Title :
Supporting fault tolerance in a data-intensive computing middleware
Author :
Bicer, Tekin ; Jiang, Wei ; Agrawal, Gagan
Author_Institution :
Dept. of Comput. Sci. & Eng., Ohio State Univ., Columbus, OH, USA
Abstract :
Over the last 2-3 years, the importance of data-intensive computing has increasingly been recognized, closely coupled with the emergence and popularity of map-reduce for developing this class of applications. Besides programmability and ease of parallelization, fault tolerance is clearly important for data-intensive applications, because of their long running nature, and because of the potential for using a large number of nodes for processing massive amounts of data. Fault-tolerance has been an important attribute of map-reduce as well in its Hadoop implementation, where it is based on replication of data in the file system. Two important goals in supporting fault-tolerance are low overheads and efficient recovery. With these goals, this paper describes a different approach for enabling data-intensive computing with fault-tolerance. Our approach is based on an API for developing data-intensive computations that is a variation of map-reduce, and it involves an explicit programmer-declared reduction object. We show how more efficient fault-tolerance support can be developed using this API. Particularly, as the reduction object represents the state of the computation on a node, we can periodically cache the reduction object from every node at another location and use it to support failure-recovery. We have extensively evaluated our approach using two data-intensive applications.
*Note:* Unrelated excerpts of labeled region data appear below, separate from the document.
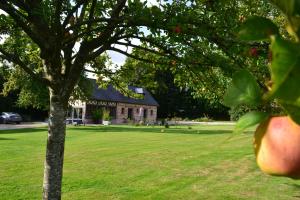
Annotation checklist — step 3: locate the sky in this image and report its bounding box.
[0,0,158,66]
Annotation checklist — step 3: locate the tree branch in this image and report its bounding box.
[108,47,169,65]
[0,1,45,48]
[63,0,89,27]
[0,48,50,86]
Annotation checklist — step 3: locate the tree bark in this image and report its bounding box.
[43,89,68,200]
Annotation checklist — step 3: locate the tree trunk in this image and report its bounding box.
[43,89,68,200]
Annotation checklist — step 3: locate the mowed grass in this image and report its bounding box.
[0,125,300,200]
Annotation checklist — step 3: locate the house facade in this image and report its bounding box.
[68,81,159,124]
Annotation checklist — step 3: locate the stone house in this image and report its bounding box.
[67,81,159,124]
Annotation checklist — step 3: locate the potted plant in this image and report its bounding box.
[102,109,111,125]
[92,109,103,124]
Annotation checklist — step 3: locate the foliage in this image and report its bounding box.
[225,0,300,131]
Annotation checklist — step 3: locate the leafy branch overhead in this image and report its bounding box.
[224,0,300,130]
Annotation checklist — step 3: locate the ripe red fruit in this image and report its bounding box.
[254,116,300,179]
[173,25,182,33]
[171,60,176,65]
[249,47,258,57]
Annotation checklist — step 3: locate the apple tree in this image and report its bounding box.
[224,0,300,179]
[0,0,241,199]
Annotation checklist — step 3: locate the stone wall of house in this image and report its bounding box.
[113,103,157,124]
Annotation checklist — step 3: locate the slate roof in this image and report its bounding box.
[91,80,159,106]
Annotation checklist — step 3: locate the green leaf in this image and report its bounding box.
[223,70,262,107]
[272,0,300,16]
[269,37,300,102]
[238,16,279,41]
[281,102,300,125]
[234,111,269,133]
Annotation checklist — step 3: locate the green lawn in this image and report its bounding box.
[0,125,300,200]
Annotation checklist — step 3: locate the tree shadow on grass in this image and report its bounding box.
[0,128,47,135]
[0,137,16,141]
[67,126,232,135]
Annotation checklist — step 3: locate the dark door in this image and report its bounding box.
[128,108,132,119]
[144,109,148,119]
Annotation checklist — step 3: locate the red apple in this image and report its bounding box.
[173,25,181,33]
[254,116,300,179]
[249,47,258,57]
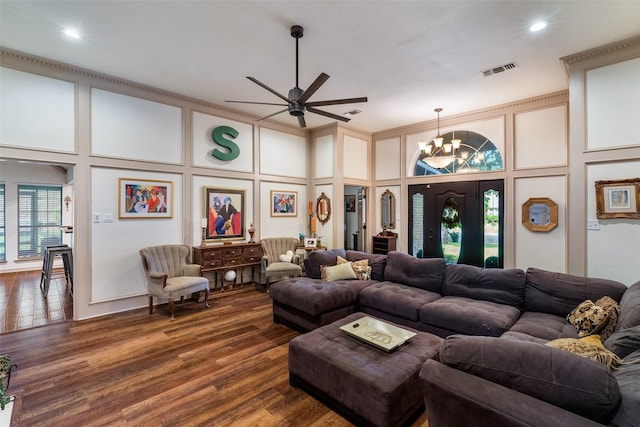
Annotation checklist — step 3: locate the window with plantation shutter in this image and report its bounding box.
[0,182,7,261]
[18,184,62,258]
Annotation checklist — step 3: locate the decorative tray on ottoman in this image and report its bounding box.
[340,316,416,351]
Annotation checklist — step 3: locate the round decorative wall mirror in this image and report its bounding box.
[380,188,396,230]
[522,197,558,231]
[316,192,331,225]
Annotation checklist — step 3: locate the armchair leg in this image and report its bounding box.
[169,298,176,322]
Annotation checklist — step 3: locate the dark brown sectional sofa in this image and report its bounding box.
[270,249,640,427]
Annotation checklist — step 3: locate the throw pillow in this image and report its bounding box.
[337,255,369,267]
[567,300,607,337]
[280,250,293,262]
[546,335,622,368]
[353,263,371,280]
[320,262,358,282]
[596,297,620,341]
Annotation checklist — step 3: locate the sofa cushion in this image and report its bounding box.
[384,251,446,293]
[604,325,640,359]
[524,268,627,317]
[320,262,358,282]
[616,282,640,331]
[304,249,346,279]
[442,264,526,309]
[420,297,520,337]
[546,335,621,368]
[345,250,387,281]
[269,277,374,316]
[440,335,620,422]
[610,350,640,427]
[503,311,578,342]
[358,281,440,322]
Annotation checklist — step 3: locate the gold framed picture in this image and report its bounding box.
[595,178,640,219]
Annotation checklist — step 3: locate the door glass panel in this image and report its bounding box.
[411,193,424,258]
[484,190,500,268]
[440,197,462,264]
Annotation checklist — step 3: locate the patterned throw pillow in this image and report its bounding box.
[567,300,607,337]
[353,264,371,280]
[546,335,622,368]
[596,297,620,341]
[320,262,358,282]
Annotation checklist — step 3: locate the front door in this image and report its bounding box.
[409,180,504,267]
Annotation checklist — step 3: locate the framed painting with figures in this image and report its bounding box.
[118,178,173,219]
[202,187,245,241]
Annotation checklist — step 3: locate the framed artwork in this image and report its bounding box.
[202,187,245,241]
[271,190,298,216]
[595,178,640,219]
[118,178,173,219]
[344,194,356,212]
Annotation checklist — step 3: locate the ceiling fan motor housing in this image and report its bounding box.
[287,87,307,116]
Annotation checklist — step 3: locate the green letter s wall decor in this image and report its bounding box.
[211,126,240,161]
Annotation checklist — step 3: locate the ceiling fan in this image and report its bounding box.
[226,25,367,128]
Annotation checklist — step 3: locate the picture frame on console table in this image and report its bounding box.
[118,178,173,219]
[202,187,246,242]
[595,178,640,219]
[271,190,298,217]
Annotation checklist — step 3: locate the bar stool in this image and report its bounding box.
[40,245,73,298]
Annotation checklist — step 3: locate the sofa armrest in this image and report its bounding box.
[184,264,202,277]
[420,360,601,427]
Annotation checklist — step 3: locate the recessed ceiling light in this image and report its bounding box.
[529,21,547,32]
[64,28,80,39]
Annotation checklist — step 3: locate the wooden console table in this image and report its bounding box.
[193,243,262,290]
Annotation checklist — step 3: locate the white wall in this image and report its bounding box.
[505,176,567,272]
[0,67,76,152]
[585,160,640,286]
[91,89,182,163]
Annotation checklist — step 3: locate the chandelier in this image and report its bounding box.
[418,108,460,169]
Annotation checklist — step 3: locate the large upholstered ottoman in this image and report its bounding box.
[289,313,442,426]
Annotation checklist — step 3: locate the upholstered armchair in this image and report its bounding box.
[140,245,209,321]
[260,237,302,292]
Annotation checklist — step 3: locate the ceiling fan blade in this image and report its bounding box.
[307,104,351,122]
[307,96,367,107]
[298,73,329,104]
[224,99,288,107]
[247,76,289,102]
[257,108,288,121]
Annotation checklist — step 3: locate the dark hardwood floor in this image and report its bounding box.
[0,280,427,426]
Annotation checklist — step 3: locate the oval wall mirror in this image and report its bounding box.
[316,192,331,225]
[522,197,558,231]
[380,188,396,231]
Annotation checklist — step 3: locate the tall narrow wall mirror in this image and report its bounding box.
[380,188,396,230]
[522,197,558,231]
[316,192,331,225]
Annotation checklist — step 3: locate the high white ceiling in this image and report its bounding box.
[0,0,640,132]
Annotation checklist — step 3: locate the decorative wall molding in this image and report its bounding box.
[0,47,259,121]
[560,37,640,65]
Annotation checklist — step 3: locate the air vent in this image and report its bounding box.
[482,62,518,77]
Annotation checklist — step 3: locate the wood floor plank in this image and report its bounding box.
[0,277,426,427]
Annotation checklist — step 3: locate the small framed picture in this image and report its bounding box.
[118,178,173,219]
[595,178,640,219]
[271,190,298,216]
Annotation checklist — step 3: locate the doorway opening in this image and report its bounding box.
[408,180,504,268]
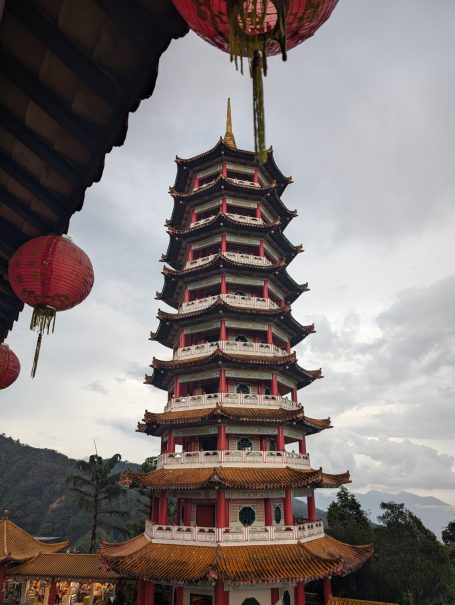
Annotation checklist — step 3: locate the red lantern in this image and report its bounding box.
[172,0,338,162]
[0,344,21,390]
[8,235,94,376]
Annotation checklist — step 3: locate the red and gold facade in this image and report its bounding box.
[102,115,372,605]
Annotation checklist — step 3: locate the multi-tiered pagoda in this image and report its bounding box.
[102,108,372,605]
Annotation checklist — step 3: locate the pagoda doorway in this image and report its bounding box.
[196,504,215,527]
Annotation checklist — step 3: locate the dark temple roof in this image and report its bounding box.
[0,0,188,341]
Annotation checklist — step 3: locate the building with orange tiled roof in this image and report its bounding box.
[101,106,384,605]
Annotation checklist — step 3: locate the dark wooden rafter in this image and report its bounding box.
[8,0,123,103]
[0,103,80,185]
[0,48,101,149]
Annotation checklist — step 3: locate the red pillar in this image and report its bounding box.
[183,498,191,527]
[158,492,167,525]
[307,495,317,522]
[145,582,155,605]
[266,584,280,605]
[322,577,332,605]
[271,372,280,395]
[276,426,286,452]
[283,489,294,525]
[294,582,305,605]
[220,319,227,341]
[264,498,273,527]
[166,429,175,454]
[216,489,226,527]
Our results show that the overheads of our scheme are extremely low, and our system outperforms Hadoop both in absence and presence of failures.
Keywords :
fault tolerant computing; middleware; system recovery; API; Hadoop implementation; data-intensive computations; data-intensive computing middleware; failure-recovery; fault tolerance; map-reduce; programmability; programmer-declared reduction object; Cloud computing; Computer science; Data analysis; Data engineering; Fault tolerance; File systems; High performance computing; Image analysis; Large-scale systems; Middleware; Cloud computing; Data-intensive computing; Fault tolerance; Map-Reduce;
Conference_Titel :
Parallel & Distributed Processing (IPDPS), 2010 IEEE International Symposium on
Conference_Location :
Atlanta, GA
Print_ISBN :
978-1-4244-6442-5
DOI :
10.1109/IPDPS.2010.5470462